Zach Britton looks on through the raindrops as he struggles through the second inning Wednesday at Yankee Stadium.
Zach Britton looks on through the raindrops as he struggles through the second inning Wednesday at Yankee Stadium. (Mike Stobe, Getty Images)

NEW YORK - After his team was on the wrong end of an offensive onslaught Wednesday afternoon at Yankee Stadium, Orioles manager Buck Showalter said he wanted to "let the smoke clear" before deciding whether Zach Britton would make his next scheduled start.

The 12-3 pounding the Orioles took from the Yankees through the raindrops was particularly stinging. The Orioles had a chance to sweep their first three-game series in the Bronx since 1986 and cut the Yankees lead in the American League East to 4 ½ games.

"The tough thing is there was a game there to be won," Showalter said of the loss, which snapped the Orioles' three-game winning streak. "There really was."

Britton (1-1) didn't make it out of a seven-run third inning, lasting just 2 2/3 — his shortest outing of the season — and allowing seven earned runs on seven hits. The seven earned runs matched a career high set in 2/3 of an inning against the Red Sox last July.

In four big league starts this season since being recalled from Triple-A Norfolk on July 17, Britton has struggled. He's reached six innings just once and now owns an 8.35 ERA, allowing 23 hits, 17 earned runs in 18 1/3 innings while issuing 14 walks with 11 strikeouts. In three career starts at Yankee Stadium, Britton has allowed 20 runs (17 earned runs) over 8 innings for an ERA of 19.13.

Asked after the game whether he thought his rotation spot was in jeopardy, Britton admitted he was concerned.

"Yeah, you try not to think about it, but we're in the hunt, and I understand what I have to do to be at this level, and I'm not getting it done right now," Britton said. "So I gotta either do something, or somebody else is going to come up and find a way to do the job.

"And that's the way it should be," he added. "And I understand that. I've been kind of in this situation before, and I gotta do something about it and start earning my keep, so to say."

Britton struggled with his command from the beginning. He said he had trouble getting comfortable with his grip on a damp afternoon. Showalter saw too many of his breaking pitches hanging in the strike zone. Britton issued four walks. All four of those runners scored.

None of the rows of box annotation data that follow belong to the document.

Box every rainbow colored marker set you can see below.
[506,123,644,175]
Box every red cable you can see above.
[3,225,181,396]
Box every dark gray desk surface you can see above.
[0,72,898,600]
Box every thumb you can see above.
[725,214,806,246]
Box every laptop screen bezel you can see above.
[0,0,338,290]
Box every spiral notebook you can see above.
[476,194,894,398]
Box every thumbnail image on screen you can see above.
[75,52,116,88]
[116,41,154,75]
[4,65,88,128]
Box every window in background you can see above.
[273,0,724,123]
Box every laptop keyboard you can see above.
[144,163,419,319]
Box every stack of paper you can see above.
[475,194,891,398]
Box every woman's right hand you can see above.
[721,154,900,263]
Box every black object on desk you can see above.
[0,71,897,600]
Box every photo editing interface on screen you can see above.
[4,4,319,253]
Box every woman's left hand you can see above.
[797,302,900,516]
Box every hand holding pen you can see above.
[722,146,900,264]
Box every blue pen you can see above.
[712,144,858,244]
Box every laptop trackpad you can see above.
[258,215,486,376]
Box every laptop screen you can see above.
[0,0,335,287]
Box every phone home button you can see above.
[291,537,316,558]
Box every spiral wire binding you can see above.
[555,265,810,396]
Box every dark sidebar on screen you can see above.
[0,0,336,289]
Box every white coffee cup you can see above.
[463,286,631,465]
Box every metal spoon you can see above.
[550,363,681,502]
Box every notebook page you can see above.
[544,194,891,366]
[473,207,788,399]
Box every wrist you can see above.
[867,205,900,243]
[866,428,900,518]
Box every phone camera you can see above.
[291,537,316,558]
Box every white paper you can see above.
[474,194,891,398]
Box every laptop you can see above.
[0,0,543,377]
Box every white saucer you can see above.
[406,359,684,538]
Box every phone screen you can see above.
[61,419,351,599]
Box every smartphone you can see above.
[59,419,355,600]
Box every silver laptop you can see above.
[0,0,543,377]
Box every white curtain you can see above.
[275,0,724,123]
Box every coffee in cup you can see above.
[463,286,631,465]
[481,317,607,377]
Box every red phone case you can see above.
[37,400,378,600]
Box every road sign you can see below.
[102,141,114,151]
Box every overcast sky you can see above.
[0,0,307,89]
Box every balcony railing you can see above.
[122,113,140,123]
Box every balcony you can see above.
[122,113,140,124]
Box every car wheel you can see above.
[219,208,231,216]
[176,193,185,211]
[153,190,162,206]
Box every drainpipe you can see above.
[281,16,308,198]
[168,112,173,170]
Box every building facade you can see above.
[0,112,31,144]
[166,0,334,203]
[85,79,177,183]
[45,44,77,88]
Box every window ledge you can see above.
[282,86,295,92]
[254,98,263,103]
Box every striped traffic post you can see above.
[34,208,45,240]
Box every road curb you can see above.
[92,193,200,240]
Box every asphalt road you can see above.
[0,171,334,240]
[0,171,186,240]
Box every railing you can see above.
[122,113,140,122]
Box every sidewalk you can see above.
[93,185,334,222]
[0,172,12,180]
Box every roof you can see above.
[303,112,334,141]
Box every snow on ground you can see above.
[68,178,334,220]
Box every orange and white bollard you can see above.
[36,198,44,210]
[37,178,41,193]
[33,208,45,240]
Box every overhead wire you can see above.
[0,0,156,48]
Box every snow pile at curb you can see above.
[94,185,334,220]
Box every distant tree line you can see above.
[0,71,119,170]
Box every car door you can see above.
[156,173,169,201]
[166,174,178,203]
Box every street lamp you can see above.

"[I] think [I was] just overthinking things at times," Britton said. "Not being in a good rhythm on the mound, a good pace of the game. You see when the guys were getting on today, when [pitching coach Rick Adair] came out, we kind of talked, 'Hey, let's pick up the pace here a little bit.' I think [it's a matter of] just overthinking things a little bit rather than just being aggressive with my stuff right now."

Britton quickly fell behind in the first inning on Curtis Granderson's solo homer and Andruw Jones' sacrifice fly. The Yankees added two more runs in the second on RBI singles by Derek Jeter and Nick Swisher to make the score 4-1

The sky opened in the third, and the bottom fell out for the Orioles (55-50). The Yankees scored seven runs in the inning — all with two outs. Britton left after allowing an RBI single to No. 9 hitter Jayson Nix. Then right-handed reliever Kevin Gregg allowed a two-run single to Jeter, with both of those runs charged to Britton. Two batters later, after Granderson singled and Swisher walked, Cano lined a grand slam to left field to give the Yankees an 11-1 lead.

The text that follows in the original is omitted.